Thankfully, none of the stocks featured in the Special Reports are down 20% from when we launched Cabot Early Opportunities on September 18. And with no company-specific negative news (or much news at all for that matter), all featured stocks can still be purchased. Here are a few comments on each of these names.

Zendesk (ZEN) is down around 10% and the trend isn’t great (the stock is 30% off its highs). But I still believe the future is bright here. Earnings, due on October 29, will be telling, and I expect we’ll hear more about softness overseas. That’s part of why shares have been declining. There could be more downside but at these levels it’s still worth averaging in. The company’s Sunshine product has potential to deliver big growth and the recent launch of the Partner Program (this week) should help it move deeper into the enterprise. This won’t occur overnight, and in fact the program has been several years in the making. But it should be meaningful in time.

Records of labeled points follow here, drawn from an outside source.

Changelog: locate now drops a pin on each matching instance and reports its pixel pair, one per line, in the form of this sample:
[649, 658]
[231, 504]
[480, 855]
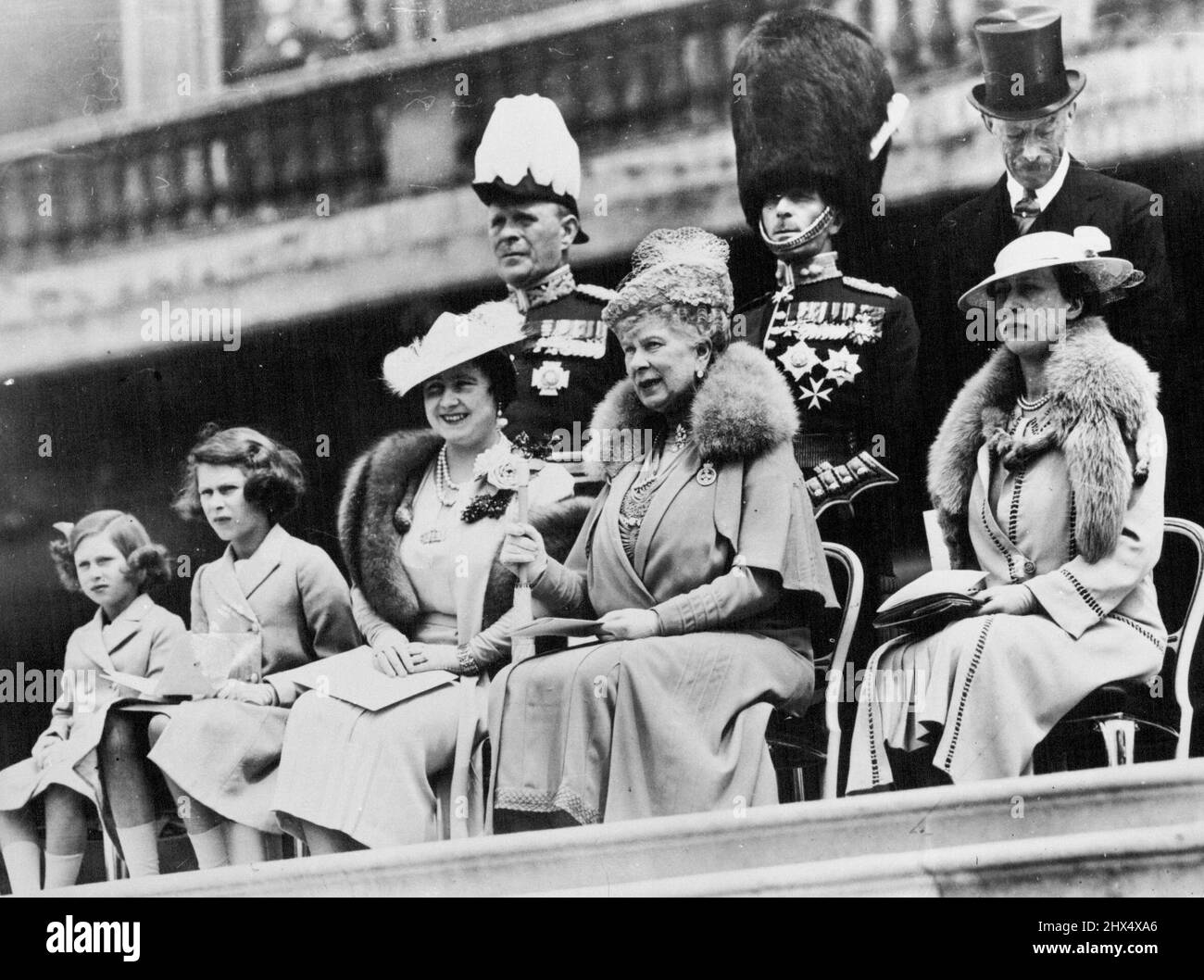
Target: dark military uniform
[570, 360]
[847, 349]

Coupa (COUP) was whacked yesterday along with a lot of other software stocks but there’s no change in the story at this point. Same goes for Blackline (BL), which will be revealing Q3 results on November 6. Coupa is flat from September 18, and Blackline is down 6%. Then there’s Paylocity (PCTY), which is up 3% since I featured it but still 13% off its highs. Shares have been relatively more stable than other software names, likely because payroll and human capital management solutions are in such steady demand almost regardless of what’s going on in the economy. Paylocity will report on October 30.

Turning to the stocks from my Canadian Special Report, Descartes (DSGX) is 3% from all time highs and 3% above where it was when I covered it. Management has released a few product enhancements but there’s no major news. Shares are still riding the strength of the earnings beat back in early September.

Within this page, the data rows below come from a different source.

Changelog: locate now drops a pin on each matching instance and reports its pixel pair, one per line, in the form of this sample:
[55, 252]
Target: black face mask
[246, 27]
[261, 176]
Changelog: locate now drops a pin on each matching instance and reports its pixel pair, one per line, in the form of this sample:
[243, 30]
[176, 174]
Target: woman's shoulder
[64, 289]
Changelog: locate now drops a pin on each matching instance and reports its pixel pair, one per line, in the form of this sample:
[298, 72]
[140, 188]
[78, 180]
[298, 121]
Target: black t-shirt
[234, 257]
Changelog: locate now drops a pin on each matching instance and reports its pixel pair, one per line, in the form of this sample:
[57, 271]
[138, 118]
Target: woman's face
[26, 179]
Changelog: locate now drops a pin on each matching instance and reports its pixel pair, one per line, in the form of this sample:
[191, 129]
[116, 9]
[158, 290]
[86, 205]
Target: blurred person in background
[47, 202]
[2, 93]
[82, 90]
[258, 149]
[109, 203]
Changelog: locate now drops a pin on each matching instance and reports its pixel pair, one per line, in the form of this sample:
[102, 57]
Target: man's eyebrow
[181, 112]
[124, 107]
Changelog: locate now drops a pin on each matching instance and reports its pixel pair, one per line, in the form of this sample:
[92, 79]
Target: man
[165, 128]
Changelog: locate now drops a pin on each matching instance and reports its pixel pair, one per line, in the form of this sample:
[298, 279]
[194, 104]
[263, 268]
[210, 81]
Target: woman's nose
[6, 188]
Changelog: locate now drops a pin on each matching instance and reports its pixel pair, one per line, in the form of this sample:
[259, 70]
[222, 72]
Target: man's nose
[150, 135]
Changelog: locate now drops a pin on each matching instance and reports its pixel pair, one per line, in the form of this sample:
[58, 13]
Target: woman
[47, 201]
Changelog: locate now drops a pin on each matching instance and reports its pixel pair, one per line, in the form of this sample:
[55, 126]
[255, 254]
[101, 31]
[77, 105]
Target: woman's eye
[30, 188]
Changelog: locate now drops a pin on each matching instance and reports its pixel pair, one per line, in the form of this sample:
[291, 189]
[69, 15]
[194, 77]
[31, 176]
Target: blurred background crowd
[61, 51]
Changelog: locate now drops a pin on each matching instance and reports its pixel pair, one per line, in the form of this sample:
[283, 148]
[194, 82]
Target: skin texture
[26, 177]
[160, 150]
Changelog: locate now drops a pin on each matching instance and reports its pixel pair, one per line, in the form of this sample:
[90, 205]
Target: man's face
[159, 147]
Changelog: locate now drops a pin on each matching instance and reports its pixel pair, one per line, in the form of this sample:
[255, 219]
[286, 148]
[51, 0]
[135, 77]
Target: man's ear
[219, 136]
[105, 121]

GoEasy (GSY.TO) is also doing well, just 5% off its highs. Management recently announced a digital lending pilot program with Mogo (MOGO), a micro-cap fintech company based in Vancouver, to provide loans of up to $15,000 for five years.

Finally, Eco Atlantic Oil & Gas (EOG.V) is down around 8% from where I covered it on no new news. The oil explorer has had some success offshore Ghana and now investors are just waiting to hear more specifics about the path forward. This is a speculative stock that’s going to move purely based on drilling results, financing needs and/or deals and speculation about how future drilling results will come in. It’s exciting, but not for the faint of heart.

The punchline with all these stocks is that they’re moving around a little but no major jumps or drops, and no earnings results have come out since I’ve covered them. Therefore, they can all still be bought. As mentioned above, be sure to average in, and to mind a stop loss strategy. And remember that I’ll cover these stocks as I can in the future. But as our position count grows with each new Issue of Cabot Early Opportunities I’ll have less and less time to devote to all of them.